Le monete dell'euro: forme e colori
L'euro si divide in monete di valore diverso, ognuna con una forma, un colore e una grandezza particolare. Le monete più piccole sono quelle da 1, 2 e 5 centesimi, di colore rame, mentre quelle da 10, 20 e 50 centesimi hanno un bel colore giallo dorato. Esistono poi le monete da 1 euro e da 2 euro, più grandi e composte da due metalli diversi, una parte argentata e una dorata. Pensa a quando compri una caramella che costa 20 centesimi: ti basterà una sola monetina gialla per pagarla. Se invece vuoi acquistare un quaderno da 2 euro, userai la moneta più grande che hai nel portamonete. Riconoscere le monete a colpo d'occhio è il primo passo per diventare un piccolo esperto di denaro.
Centesimi ed euro: come si scrivono
Un euro è formato da 100 centesimi, proprio come un metro è formato da 100 centimetri: questa è una regola fondamentale da ricordare sempre. Quando scriviamo una somma in denaro, mettiamo prima gli euro, poi una virgola e infine i centesimi, seguiti dal simbolo €. Per esempio, 3 euro e 50 centesimi si scrivono così: 3,50 €. Se hai solo 75 centesimi, la cifra diventa 0,75 €, perché non hai ancora raggiunto un euro intero. Immagina di mettere nel salvadanaio una moneta da 50 centesimi e poi un'altra da 50 centesimi: insieme fanno proprio 1 euro tondo tondo. Scrivere correttamente le cifre ti aiuta a non confondere mai gli euro con i centesimi quando fai i conti.
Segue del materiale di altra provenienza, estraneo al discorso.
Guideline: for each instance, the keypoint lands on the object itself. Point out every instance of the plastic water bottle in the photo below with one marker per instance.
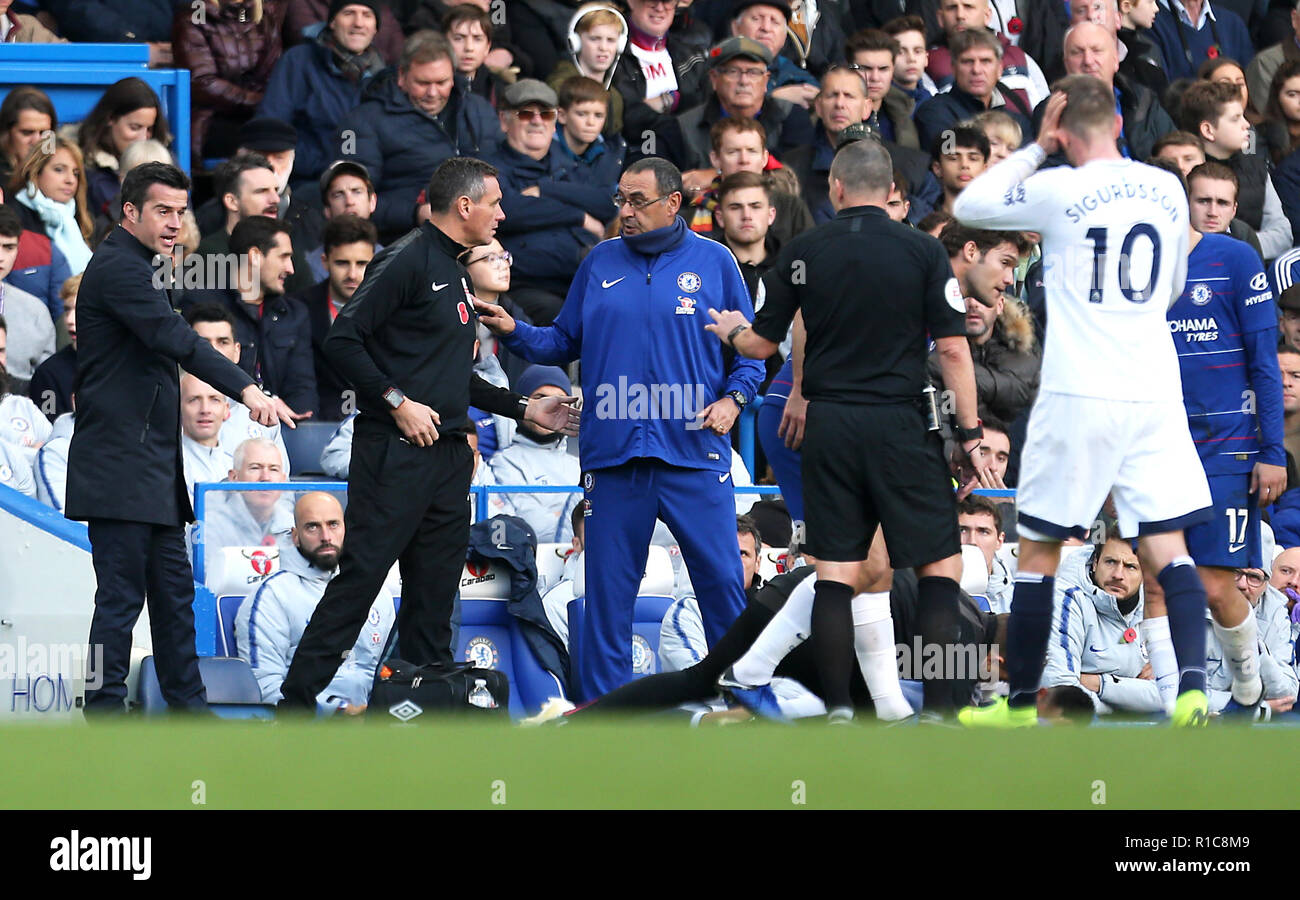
(480, 696)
Sommare le monete per pagare
Per pagare un oggetto bisogna scegliere le monete giuste e sommare i loro valori fino a raggiungere il prezzo richiesto. Esistono molte combinazioni diverse per ottenere la stessa cifra, e questo rende il gioco delle monete davvero divertente e creativo. Ecco i passi da seguire quando vuoi pagare qualcosa al banchetto della scuola:
- Leggi con attenzione il prezzo scritto sul cartellino dell'oggetto.
- Apri il portamonete e osserva quali monete hai a disposizione.
- Inizia dalle monete di valore più alto e aggiungile una alla volta.
- Continua a sommare finché non raggiungi esattamente la cifra richiesta.
- Conta una seconda volta per essere sicuro di non sbagliare il pagamento.
Per esempio, se una merendina costa 1 euro e 20 centesimi, puoi pagarla con una moneta da 1 euro più una da 20 centesimi, oppure con due monete da 50 centesimi e due da 10 centesimi.
Il resto: quando il negoziante ci ridà dei soldi
A volte non abbiamo le monete esatte per pagare e diamo al cassiere una somma più alta del prezzo dovuto. In questo caso il negoziante ci restituisce la differenza, e quei soldi si chiamano resto. Immagina di voler comprare una matita che costa 80 centesimi e di avere in mano una moneta da 1 euro: dopo aver pagato, il cassiere ti darà indietro 20 centesimi. Per calcolare il resto basta fare una sottrazione semplice, togliendo il prezzo dell'oggetto dalla somma che hai consegnato. Allenarsi a calcolare il resto è utilissimo, perché ti permette di controllare sempre se i conti tornano davvero. Così non rischierai mai di prendere meno soldi di quelli che ti spettano dopo un acquisto.
Ricorda
Ecco i punti più importanti da tenere a mente quando lavori con l'euro e le monete:
- Un euro corrisponde sempre a 100 centesimi, senza eccezioni.
- Le monete esistono nei tagli da 1, 2, 5, 10, 20, 50 centesimi, 1 € e 2 €.
- Si scrive prima la cifra in euro, poi la virgola e infine i centesimi.
- Per pagare bisogna sommare le monete fino al prezzo esatto.
- Il resto è la differenza tra ciò che diamo e ciò che dobbiamo pagare.
Piccolo esercizio di verifica: Luca compra un succo di frutta che costa 1 euro e 30 centesimi e paga con una moneta da 2 euro. Quanti centesimi di resto riceverà dal cassiere? Prova a scrivere la sottrazione sul quaderno e poi verifica il risultato contando le monete che potresti usare per dare il resto giusto.